Para não trincar

O sangue oxigenado é bombeado pelo ventrículo esquerdo para fora do coração. A artéria aorta é fundamental na realização dessa tarefa. Por meio de milhões de outras artérias – vasos de calibres dos mais variados –, o líquido alcança as partes mais extremas do corpo. Finalmente nos tecidos, o sangue libera oxigênio e absorve gás carbônico.

As veias – que também somam milhões e são de espessuras diversas – levam então o sangue, a essa altura rico em gás carbônico, de volta ao coração, mais precisamente em direção ao átrio direito. Deve-se sobretudo às veias cavas essa parte do processo. Do átrio direito, o sangue é bombeado para o ventrículo direito e transportado pelas artérias pulmonares – as únicas artérias que são pobres em oxigênio – para o pulmão. No pulmão, o sangue é novamente oxigenado e ruma em direção ao átrio esquerdo, guiado pelas veias pulmonares – as únicas veias que são ricas em oxigênio. Do átrio esquerdo, o sangue retorna ao ventrículo esquerdo, lugar em que todo o ciclo recomeça.

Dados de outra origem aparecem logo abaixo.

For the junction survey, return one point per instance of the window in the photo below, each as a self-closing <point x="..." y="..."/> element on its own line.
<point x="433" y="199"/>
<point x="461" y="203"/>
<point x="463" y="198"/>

Agora imagine poder ver esse circuito inteiro com os próprios olhos, inclusive o caminho que o sangue percorre dentro de artérias e veias do cérebro e do coração? É o que propõe uma família de vidraceiros (ou vidreiros, a escolha é do freguês) da Califórnia, Estados Unidos. Como? Eles usam a arte de moldar vidros para fabricar os principais vasos sanguíneos que correm pelo corpo humano.

Cérebro
Em destaque, o sistema vascular cerebral. O modelo conta com representação fidedigna das artérias carótidas. (foto: divulgação)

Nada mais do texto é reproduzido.